Laporan reporter Tribunnews.com Rizki Sandi Saputra
TRIBUNNEWS.COM, JAKARTA – Ketua MPR Bambang Soesatio, sapaan akrab Bamsoet, mengatakan Indonesia pernah memiliki pemimpin yang menjadi simbol kesetaraan dan menjunjung tinggi nilai toleransi.
Foto ini adalah Presiden ke-4 Indonesia Abdurrahman Wahid alias Gus Dur.
Bamsoet mengatakan Gus Dur adalah pemimpin yang mengutamakan kemanusiaan.
“Gus Dur adalah ikon kesetaraan yang sangat mengedepankan toleransi. Mengutamakan sikap intuitif atau mengikutsertakan semua golongan dan menempatkan masyarakat pada kemanusiaannya,” kata Bamsoet dalam Rakernas MPR RI bersama keluarga Gus Dur di Gedung Nusantara V Gedung Parlemen. , Senayan, Jakarta, Minggu (29/9/2024).
Memang, Bamsoet mengatakan komitmen Gus Dur dalam menyeimbangkan keharmonisan sosial di tengah keberagaman Indonesia tidak perlu dipertanyakan lagi.
Karena itu, tidak menutup kemungkinan, kata Bamsoet, Gus Durr banyak mendapat ulasan positif dari sumber lain.
Namun yang paling menonjol dan menjadi warisan besar bangsa kita bangsa Indonesia adalah dukungan beliau (Gus Dur) terhadap kelompok minoritas, ujarnya.
Politikus Partai Golkar itu lantas menyinggung julukan masing-masing Presiden RI yang menjabat.
Menurutnya, slogan atau julukan yang pantas untuk Gus Durr karena sifat kemanusiaannya adalah disebut sebagai bapak pluralisme.
“Kalau kita mengenal Presiden Sukarno sebagai Bapak Utusan. Presiden Soeharto sebagai Bapak Pembangunan. Presiden Habib sebagai Bapak Teknologi. Presiden MW sebagai Ibu Konstitusi. Presiden SBY sebagai Bapak Perdamaian. Dan Presiden Jokowi sebagai Bapak Perdamaian. bapak infrastruktur, maka Gus Dur adalah bapak pluralisme,” – ujarnya.

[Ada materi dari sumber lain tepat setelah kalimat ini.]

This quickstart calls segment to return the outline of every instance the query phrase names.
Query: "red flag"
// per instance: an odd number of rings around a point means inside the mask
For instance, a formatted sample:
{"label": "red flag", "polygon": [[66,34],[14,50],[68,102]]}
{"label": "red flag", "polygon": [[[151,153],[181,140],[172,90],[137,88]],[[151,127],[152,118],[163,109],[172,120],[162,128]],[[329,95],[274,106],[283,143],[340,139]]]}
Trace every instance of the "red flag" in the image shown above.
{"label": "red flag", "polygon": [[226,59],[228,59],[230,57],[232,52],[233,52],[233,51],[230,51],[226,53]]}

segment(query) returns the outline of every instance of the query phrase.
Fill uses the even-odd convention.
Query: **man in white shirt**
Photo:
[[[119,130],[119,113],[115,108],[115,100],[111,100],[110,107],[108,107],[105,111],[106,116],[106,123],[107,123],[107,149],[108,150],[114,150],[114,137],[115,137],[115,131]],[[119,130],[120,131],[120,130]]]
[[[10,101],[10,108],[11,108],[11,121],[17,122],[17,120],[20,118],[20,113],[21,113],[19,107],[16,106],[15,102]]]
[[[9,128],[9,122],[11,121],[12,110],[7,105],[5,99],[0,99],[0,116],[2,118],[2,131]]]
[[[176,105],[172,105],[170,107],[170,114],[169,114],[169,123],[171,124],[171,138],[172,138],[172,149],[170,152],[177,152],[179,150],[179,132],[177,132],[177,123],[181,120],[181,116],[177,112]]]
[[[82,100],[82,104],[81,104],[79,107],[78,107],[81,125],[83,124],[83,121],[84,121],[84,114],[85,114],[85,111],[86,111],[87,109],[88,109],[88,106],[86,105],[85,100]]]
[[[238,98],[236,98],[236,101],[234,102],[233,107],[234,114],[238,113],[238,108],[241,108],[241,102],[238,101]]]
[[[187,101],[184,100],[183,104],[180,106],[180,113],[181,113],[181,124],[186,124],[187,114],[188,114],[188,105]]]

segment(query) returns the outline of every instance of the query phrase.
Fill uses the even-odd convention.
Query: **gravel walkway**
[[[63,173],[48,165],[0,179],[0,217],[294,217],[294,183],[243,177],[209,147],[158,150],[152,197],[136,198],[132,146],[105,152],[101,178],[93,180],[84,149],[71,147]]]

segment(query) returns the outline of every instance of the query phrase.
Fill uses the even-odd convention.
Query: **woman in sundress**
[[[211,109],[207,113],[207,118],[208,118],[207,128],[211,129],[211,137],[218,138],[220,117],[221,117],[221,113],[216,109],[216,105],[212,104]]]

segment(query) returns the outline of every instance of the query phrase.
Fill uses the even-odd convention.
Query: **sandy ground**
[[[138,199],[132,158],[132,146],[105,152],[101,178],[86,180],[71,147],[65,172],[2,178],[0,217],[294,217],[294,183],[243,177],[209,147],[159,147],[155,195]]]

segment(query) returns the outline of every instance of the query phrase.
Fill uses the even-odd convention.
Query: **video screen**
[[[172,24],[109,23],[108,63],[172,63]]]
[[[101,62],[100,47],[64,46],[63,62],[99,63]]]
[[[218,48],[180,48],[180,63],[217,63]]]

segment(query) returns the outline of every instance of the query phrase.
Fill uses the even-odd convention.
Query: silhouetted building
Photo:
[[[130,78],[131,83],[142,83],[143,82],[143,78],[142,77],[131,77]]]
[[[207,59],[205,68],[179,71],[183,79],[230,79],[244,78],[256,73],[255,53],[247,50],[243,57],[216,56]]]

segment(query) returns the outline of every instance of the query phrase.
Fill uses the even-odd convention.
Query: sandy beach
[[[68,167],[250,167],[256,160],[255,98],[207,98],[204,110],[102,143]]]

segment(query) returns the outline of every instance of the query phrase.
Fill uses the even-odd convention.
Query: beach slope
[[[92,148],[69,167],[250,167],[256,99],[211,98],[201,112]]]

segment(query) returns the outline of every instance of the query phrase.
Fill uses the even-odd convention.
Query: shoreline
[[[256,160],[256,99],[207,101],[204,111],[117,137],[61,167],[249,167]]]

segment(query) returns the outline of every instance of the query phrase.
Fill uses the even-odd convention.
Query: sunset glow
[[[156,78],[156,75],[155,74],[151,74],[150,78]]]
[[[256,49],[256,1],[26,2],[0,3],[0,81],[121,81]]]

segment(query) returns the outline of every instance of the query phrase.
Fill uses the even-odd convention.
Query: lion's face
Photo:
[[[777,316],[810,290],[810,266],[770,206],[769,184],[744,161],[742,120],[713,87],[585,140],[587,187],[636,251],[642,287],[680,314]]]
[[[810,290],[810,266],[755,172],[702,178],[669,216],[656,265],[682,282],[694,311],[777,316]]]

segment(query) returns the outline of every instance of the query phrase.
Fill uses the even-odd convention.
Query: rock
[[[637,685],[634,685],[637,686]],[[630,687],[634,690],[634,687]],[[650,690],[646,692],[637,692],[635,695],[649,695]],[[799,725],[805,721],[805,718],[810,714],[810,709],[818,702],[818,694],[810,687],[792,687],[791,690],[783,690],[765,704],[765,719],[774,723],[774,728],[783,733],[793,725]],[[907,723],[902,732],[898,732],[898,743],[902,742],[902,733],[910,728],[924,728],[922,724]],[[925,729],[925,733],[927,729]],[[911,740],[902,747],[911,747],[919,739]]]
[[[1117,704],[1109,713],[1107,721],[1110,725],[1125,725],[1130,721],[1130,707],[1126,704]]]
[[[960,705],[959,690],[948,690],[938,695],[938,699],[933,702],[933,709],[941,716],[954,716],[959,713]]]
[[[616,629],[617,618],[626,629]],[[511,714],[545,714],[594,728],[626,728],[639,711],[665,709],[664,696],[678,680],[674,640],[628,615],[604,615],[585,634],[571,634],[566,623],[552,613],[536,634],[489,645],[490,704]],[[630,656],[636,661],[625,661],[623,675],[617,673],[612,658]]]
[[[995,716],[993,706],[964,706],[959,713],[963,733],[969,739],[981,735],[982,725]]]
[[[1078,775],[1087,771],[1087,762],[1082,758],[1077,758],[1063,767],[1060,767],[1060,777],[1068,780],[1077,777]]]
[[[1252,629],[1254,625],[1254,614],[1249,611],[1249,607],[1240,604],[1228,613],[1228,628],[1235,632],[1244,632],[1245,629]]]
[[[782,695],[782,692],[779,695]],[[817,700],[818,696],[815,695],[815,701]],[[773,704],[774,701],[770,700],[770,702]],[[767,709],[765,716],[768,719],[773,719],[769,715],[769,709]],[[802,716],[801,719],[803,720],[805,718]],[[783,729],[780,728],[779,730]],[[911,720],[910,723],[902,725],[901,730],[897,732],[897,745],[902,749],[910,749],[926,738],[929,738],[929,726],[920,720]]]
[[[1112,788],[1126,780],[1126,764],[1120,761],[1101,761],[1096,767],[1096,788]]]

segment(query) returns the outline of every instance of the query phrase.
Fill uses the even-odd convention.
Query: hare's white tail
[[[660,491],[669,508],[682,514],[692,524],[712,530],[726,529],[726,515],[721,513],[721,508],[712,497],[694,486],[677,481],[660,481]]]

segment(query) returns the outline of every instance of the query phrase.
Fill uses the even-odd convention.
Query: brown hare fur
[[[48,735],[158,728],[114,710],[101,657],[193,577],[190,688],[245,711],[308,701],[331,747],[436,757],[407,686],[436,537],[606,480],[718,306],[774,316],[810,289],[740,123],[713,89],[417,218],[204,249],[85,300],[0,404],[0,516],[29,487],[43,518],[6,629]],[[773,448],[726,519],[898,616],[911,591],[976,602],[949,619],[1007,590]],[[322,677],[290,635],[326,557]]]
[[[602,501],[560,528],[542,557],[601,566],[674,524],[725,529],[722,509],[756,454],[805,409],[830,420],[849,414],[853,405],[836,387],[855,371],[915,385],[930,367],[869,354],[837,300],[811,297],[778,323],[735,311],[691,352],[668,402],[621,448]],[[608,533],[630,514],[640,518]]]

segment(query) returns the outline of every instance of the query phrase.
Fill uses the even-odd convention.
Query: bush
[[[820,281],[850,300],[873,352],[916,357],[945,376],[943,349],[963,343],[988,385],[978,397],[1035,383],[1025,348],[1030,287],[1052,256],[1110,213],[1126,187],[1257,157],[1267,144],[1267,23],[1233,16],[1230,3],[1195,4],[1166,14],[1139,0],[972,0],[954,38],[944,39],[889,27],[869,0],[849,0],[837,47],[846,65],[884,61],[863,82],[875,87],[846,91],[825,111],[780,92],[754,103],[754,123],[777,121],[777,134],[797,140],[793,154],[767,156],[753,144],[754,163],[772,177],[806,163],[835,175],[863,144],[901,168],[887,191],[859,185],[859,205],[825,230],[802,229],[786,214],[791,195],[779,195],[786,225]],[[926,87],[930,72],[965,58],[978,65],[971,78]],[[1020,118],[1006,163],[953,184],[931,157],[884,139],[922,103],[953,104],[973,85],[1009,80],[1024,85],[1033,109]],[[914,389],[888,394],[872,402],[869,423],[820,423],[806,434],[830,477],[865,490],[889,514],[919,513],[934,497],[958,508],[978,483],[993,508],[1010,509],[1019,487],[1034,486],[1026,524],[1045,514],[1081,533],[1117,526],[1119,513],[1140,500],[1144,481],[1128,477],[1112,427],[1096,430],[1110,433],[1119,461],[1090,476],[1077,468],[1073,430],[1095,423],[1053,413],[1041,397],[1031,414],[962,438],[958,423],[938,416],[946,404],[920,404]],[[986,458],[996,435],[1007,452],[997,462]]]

Lebih lanjut, Bamsoet mengatakan, dukungan Gus Durr terhadap pluralisme tidak terlepas dari keinginannya untuk mempertahankan supremasi demokrasi yang berdasarkan kemanusiaan dan keadilan sosial.
Gus Durr kemudian mengatakan, Bamsoet menilai proses demokrasi yang baik harus dibarengi dengan penghormatan terhadap nilai-nilai kemanusiaan agar tercipta rasa keadilan.
“Bagi Gus Durr, demokrasi progresif harus lahir dari penghormatan terhadap nilai-nilai kemanusiaan atau humanisme dan dari perjuangan mewujudkan rasa keadilan yang menjadi pusat kehidupan masyarakat,” ujarnya.
Dengan latar belakang tersebut, Bamsoet meminta pemerintah saat ini dan masa depan mempertimbangkan pemberian gelar pahlawan nasional kepada Gus Dur.
Tuntutan Bamsoet juga didasarkan pada keputusan MPR RI yang membatalkan TAP MPR RI Nomor II Tahun 2001 tentang status hukum Gus Dur yang sudah tidak berlaku lagi.
“Saudara-saudara sekalian, sejauh ini saya kira kita bisa sepakat. Pelayanan Gus Durr sangat baik dalam memperjuangkan nilai-nilai toleransi, demokrasi, dan keadilan sosial,” kata Bamsoet.
Terkait hal itu, Bamsoet dengan tegas menyatakan pemerintah sebenarnya menobatkan Gus Dur sebagai pahlawan nasional.
“Dikukuhkannya surat pimpinan MPR yang didukung oleh pandangan umum partai dan kelompok DPD pada rapat akhir masa jabatan terakhir MPR, ditegaskan bahwa TAP MPR No. II/MPR 2001 tentang Tanggung Jawab Presiden RI Kiai Haji Abdurrahman Wahid, kedudukan hukumnya sudah tidak berlaku lagi pada saat ini.
Oleh karena itu, tidak berlebihan jika mantan Presiden Kyai Haji Abdurrahman Wahid menjadi pertimbangan serius pemerintah saat ini dan masa depan untuk kembali menerima Penghargaan Pahlawan Nasional, kata Bamsoet.
Permintaan Bamsoet juga didasarkan pada asas hukum yang mendasari pengabdian Gus Dur kepada bangsa Indonesia.
Sesuai dengan peraturan perundang-undangan dan sesuai dengan harkat dan martabat manusia, pengabdian dan pengabdiannya kepada bangsa dan negara, ujarnya.